Timely prevention of hearing impairment in more than half of cases can lead to the preservation of hearing in a child or adult.

Preventive measures include the following:

  1. Conducting immunization measures against infectious diseases, which include measles, rubella, mumps and meningitis.
  2. Immunization of adolescent girls and women of reproductive age against rubella before conception.
  3. The implementation of diagnostic procedures with pregnant women in order to exclude the presence of infections in them: syphilis and others.
  4. Exercising careful control of the doctor of the use of ototoxic drugs; inadmissibility of independent use of these medicines without prescription by a specialist.
  5. Early hearing screening for newborns at risk:
    • having deaf close relatives,
    • born with very low birth weight
    • subjected to asphyxia at birth,
    • ill in infancy with jaundice or meningitis.

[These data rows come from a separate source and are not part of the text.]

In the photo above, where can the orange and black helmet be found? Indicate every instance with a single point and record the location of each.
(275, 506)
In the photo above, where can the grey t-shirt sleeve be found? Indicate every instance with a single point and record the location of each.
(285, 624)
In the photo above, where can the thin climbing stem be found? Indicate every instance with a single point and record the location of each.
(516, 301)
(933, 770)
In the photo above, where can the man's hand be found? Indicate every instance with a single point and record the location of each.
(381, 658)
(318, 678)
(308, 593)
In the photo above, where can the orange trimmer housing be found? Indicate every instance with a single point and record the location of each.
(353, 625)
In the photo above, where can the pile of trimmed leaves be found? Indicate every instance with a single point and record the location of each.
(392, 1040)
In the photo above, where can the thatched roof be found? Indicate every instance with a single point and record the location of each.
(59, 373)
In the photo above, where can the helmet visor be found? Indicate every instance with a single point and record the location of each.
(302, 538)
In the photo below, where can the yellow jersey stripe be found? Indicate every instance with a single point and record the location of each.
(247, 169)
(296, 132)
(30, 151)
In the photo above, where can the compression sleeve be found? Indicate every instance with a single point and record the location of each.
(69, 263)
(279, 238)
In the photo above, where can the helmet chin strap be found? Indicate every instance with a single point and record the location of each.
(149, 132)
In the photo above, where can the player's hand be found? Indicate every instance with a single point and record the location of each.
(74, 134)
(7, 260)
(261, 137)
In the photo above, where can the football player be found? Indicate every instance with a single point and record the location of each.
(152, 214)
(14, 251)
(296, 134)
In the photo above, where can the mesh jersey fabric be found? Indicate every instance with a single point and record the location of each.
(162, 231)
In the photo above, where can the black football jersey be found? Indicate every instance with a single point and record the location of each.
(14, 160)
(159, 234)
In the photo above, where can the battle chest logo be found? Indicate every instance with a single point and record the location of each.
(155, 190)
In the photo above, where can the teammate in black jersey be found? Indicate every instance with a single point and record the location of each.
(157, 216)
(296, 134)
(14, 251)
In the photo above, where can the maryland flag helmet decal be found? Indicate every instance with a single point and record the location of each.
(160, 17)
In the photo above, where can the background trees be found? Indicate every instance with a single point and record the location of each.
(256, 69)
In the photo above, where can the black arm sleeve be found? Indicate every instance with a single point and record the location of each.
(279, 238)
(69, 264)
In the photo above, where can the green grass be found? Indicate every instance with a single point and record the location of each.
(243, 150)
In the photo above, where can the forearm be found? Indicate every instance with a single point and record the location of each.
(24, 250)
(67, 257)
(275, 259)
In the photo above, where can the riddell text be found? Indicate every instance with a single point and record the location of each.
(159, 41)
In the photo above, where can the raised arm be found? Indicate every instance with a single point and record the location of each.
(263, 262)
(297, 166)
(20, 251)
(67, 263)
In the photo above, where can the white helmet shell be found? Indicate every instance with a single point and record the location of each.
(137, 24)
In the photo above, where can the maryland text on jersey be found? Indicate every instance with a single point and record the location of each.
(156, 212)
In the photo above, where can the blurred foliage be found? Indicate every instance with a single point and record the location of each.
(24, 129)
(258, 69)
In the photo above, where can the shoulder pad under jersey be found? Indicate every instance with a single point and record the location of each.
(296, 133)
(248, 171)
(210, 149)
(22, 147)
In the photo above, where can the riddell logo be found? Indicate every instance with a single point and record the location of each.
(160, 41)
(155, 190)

  6. Early examination allows you to correctly diagnose and start proper treatment in a timely manner.
  7. Elimination (or at least reduction) of exposure to prolonged loud noises, both in the workplace and at home. Preventive measures at work include the use of personal protective equipment, as well as raising employee awareness of the dangers of prolonged exposure to excessive noise and the development of laws and regulations regarding high noise exposures.
  8. Severe hearing loss, as well as hearing loss due to chronic otitis media, can be prevented with timely diagnosis. Examination in the early stages of the disease will allow timely application of conservative or surgical methods of treatment, which can save the patient's hearing.